Pellmann mahnt mehr Offenheit beim Gesundheitsrisiko im Politikbetrieb an

Nach seinem Herzinfarkt spricht der Linken-Fraktionschef Sören Pellmann offen über die Gefahren von Stress und Überlastung im Politikalltag – und wünscht sich von seinen Kolleginnen und Kollegen einen ehrlicheren Umgang mit Krankheit und Schwäche.

heute 17:21 Uhr | 119 mal gelesen

Kaum jemand in der Politik redet freiwillig über eigene gesundheitliche Probleme – schon gar nicht, wenn es um Schwächen oder gar Süchte geht. Sören Pellmann kennt das aus erster Hand: Im Juli, nach einem anstrengenden Tag mit Fraktionssitzungen in NRW, spürte er plötzlich diesen seltsamen Druck in der Brust. Sein Herz raste, die Smartwatch schlug Alarm: Puls 159. Im Krankenhaus ging dann alles rasend schnell – keine Stunde nach der Einlieferung lag er bereits auf dem OP-Tisch, bekam per Katheter einen Stent gesetzt. Heute zögert Pellmann nicht, das offen zu erzählen. 'Wäre ich nicht so aufmerksam gewesen, hätte ich vermutlich nicht mehr aufgewacht.' Er erzählt das nicht, um zu schockieren, sondern weil er findet, dass in der politischen Szene öfter mal so getan wird, als seien Menschen in Machtpositionen unverwundbar. Dabei, so Pellmann, wird viel geschwiegen – auch was Suchterkrankungen, etwa durch den ständigen Alkohol bei Empfängen oder die Hektik im Alltag angeht. 'Allein das Gefühl, nie abschalten zu können – mit Social Media im Nacken – lässt einen irgendwann nicht mehr atmen.' Dass er 22 Kilogramm abgenommen und seinen Lebensstil umgekrempelt hat, sei dabei fast ein Nebenschauplatz. Nicht nur Pellmann, auch andere bekannte Politiker wie etwa Kevin Kühnert ziehen sich wegen gesundheitlicher Gründe zurück. Pellmann sieht kein Wunder in den zahlreichen Rücktritten – zu ungesund seien die Lebensumstände: schnelle Mahlzeiten, ein Termin jagt den nächsten, Pausen fast nie – und dann noch der subtile Gruppendruck: Wer bei Veranstaltungen keinen Alkohol trinkt, gilt schon mal rasch als Sonderling.

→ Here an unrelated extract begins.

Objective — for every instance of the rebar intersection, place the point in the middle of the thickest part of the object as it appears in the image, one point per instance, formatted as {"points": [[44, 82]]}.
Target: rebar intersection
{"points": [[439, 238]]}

Pellmann spricht von einer hohen Dunkelziffer an Politikern mit Suchterkrankungen und ist überzeugt, dass offeneres Reden über solche Probleme eher Zuspruch als Spott auslöst. 'Im Ernst: Die meisten waren dankbar und neugierig, wollten Abnehmtipps oder einfach nur Genesungswünsche dalassen.'

Pellmann schildert sehr persönlich die gesundheitlichen Belastungen, die mit politischem Engagement einhergehen, und bricht damit mit dem Tabu, über Schwäche oder Krankheit im politischen Alltag zu sprechen. Er kritisiert die permanente Überarbeitung, den medialen Dauerstress und vor allem die oft bagatellisierte Rolle von Alkohol bei politischen Anlässen – all das könne massive gesundheitliche Folgen haben, was viele Mandatsträger aus Angst vor Karriereeinbußen verschweigen. Sein Plädoyer: Mehr Ehrlichkeit und Verständnis, sowohl im Umgang miteinander als auch mit sich selbst – auch, weil Pellmann überzeugt ist, dass Krankheit kein Zeichen von Schwäche sein muss. Recherchen in aktuellen Medienberichten belegen, dass psychische und physische Belastungen in der Politik zuletzt immer häufiger Thema wurden. Die Süddeutsche Zeitung berichtet ganz aktuell über den wachsenden Rücktrittsdruck aus gesundheitlichen oder familiären Gründen bei verschiedenen Politiker:innen und verweist auf eine zunehmende Sensibilisierung für mentale Gesundheit im Bundestag. Auch Spiegel Online hebt hervor, dass Stress, ständige Erreichbarkeit und hohe Termindichte weiterhin drängende Probleme bleiben, die zu Burnout, Depression oder körperlichem Zusammenbruch führen können. Die Zeit analysiert unterdessen neue Initiativen, die Selbstfürsorge und Resilienz stärken sollen, kritisiert aber die mangelnde institutionelle Unterstützung für Abgeordnete in extrem belastenden Phasen. Insgesamt zeichnet sich also ab: Der offene Umgang mit Schwäche und Überforderung im Politikbetrieb ist längst überfällig, erste zaghafte Veränderungen sind aber zu beobachten.